Member of the Delaware House of Representatives from the 17th district
- In office January 12, 1999 – January 8, 2019
- Preceded by: Jeffrey G. Mack
- Succeeded by: Melissa Minor-Brown

Personal details
- Born: December 31, 1955 (age 70)
- Party: Democratic

= Michael Mulrooney =

American politician (born 1955)

Michael P. Mulrooney (born December 31, 1955) is an American politician.

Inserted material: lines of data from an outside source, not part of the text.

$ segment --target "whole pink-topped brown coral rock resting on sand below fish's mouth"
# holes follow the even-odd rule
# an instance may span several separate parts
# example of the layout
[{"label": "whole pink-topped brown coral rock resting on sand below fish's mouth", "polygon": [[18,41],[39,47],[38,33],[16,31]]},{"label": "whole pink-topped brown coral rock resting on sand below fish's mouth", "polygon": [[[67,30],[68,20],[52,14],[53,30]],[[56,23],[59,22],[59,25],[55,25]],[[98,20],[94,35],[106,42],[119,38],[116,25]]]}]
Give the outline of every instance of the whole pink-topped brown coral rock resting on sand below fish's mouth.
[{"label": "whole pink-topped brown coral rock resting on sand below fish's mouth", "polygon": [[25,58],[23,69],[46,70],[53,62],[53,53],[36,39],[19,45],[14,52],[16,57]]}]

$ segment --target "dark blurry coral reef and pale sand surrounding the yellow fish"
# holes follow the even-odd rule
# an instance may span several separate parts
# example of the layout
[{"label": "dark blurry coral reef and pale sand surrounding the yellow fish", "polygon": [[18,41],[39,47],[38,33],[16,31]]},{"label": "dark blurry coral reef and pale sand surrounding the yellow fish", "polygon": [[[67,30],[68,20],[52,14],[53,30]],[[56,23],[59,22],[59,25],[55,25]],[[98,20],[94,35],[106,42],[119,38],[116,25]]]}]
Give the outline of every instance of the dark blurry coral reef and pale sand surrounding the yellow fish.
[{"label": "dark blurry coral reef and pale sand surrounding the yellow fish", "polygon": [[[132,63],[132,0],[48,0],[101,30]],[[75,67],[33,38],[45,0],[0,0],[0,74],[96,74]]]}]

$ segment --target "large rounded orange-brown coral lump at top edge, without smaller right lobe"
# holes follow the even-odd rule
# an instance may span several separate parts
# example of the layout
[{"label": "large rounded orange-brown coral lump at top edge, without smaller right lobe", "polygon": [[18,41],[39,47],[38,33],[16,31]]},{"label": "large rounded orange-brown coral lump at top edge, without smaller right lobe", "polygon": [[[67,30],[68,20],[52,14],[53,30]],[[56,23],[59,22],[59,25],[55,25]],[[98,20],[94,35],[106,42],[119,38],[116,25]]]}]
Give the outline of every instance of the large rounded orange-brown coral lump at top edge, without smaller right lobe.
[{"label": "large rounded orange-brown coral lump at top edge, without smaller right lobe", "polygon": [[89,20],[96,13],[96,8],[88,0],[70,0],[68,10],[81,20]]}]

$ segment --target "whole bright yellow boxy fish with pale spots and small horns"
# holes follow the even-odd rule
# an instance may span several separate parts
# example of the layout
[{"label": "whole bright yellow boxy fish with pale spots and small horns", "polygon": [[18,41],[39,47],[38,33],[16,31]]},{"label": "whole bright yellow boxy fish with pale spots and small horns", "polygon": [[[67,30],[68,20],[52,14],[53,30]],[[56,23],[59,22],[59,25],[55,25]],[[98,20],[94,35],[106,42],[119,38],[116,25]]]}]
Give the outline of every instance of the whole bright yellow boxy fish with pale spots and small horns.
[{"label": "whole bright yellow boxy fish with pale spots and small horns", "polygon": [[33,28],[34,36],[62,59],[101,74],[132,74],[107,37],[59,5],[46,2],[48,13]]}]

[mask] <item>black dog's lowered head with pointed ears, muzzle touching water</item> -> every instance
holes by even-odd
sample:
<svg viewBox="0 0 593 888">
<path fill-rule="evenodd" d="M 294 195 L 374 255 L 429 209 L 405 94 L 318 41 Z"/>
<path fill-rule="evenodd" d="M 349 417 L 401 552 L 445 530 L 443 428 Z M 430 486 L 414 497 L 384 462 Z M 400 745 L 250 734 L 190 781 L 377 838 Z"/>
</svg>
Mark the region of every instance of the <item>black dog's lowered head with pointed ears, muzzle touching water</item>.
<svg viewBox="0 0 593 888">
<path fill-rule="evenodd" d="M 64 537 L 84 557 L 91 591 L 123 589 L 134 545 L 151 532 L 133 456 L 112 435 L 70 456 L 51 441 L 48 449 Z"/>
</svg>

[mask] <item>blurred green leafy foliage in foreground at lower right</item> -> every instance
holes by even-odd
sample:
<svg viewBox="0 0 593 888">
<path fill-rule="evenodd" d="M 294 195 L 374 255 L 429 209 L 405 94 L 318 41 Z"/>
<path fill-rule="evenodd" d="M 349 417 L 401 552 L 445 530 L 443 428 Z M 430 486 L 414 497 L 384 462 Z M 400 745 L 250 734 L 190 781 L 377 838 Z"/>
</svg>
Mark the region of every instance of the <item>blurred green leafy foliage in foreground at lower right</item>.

He was a Democratic member of the Delaware House of Representatives from 1999 to 2019, representing District 17. He graduated from John Dickinson High School and apprenticed with the International Brotherhood of Electrical Workers.

==Electoral history==
- In 1998, Mulrooney won the general election with 2,418 votes (53.5%) against Republican nominee Douglas Salter to replace retiring Republican Jeffrey G. Mack.
- In 2000, Mulrooney won the general election with 5,127 votes (74.0%) against Republican nominee Michael Shaw.
- In 2002, Mulrooney was unopposed in the general election, winning 4,340 votes.
- In 2004, Mulrooney won his only challenge in the Democratic primary with 1,198 votes (79.3%), and went on to win the general election with 6,590 votes (81.9%) against Republican nominee Phillip Simpkins.
- In 2006, Mulrooney won the general election with 4,619 votes (84.2%) against Republican nominee David Osborn.
- In 2008, Mulrooney won the general election with 6,981 votes (83.4%) in a rematch against Republican nominee David Osborn.
- In 2010, Mulrooney was unopposed in the general election, winning 5,108 votes.
- In 2012, Mulrooney won the general election with 7,297 votes (81.1%) against Republican nominee Laura Brown.
- In 2014, Mulrooney was unopposed in the general election, winning 3,860 votes.
- In 2016, Mulrooney was unopposed in the general election, winning 7,721 votes.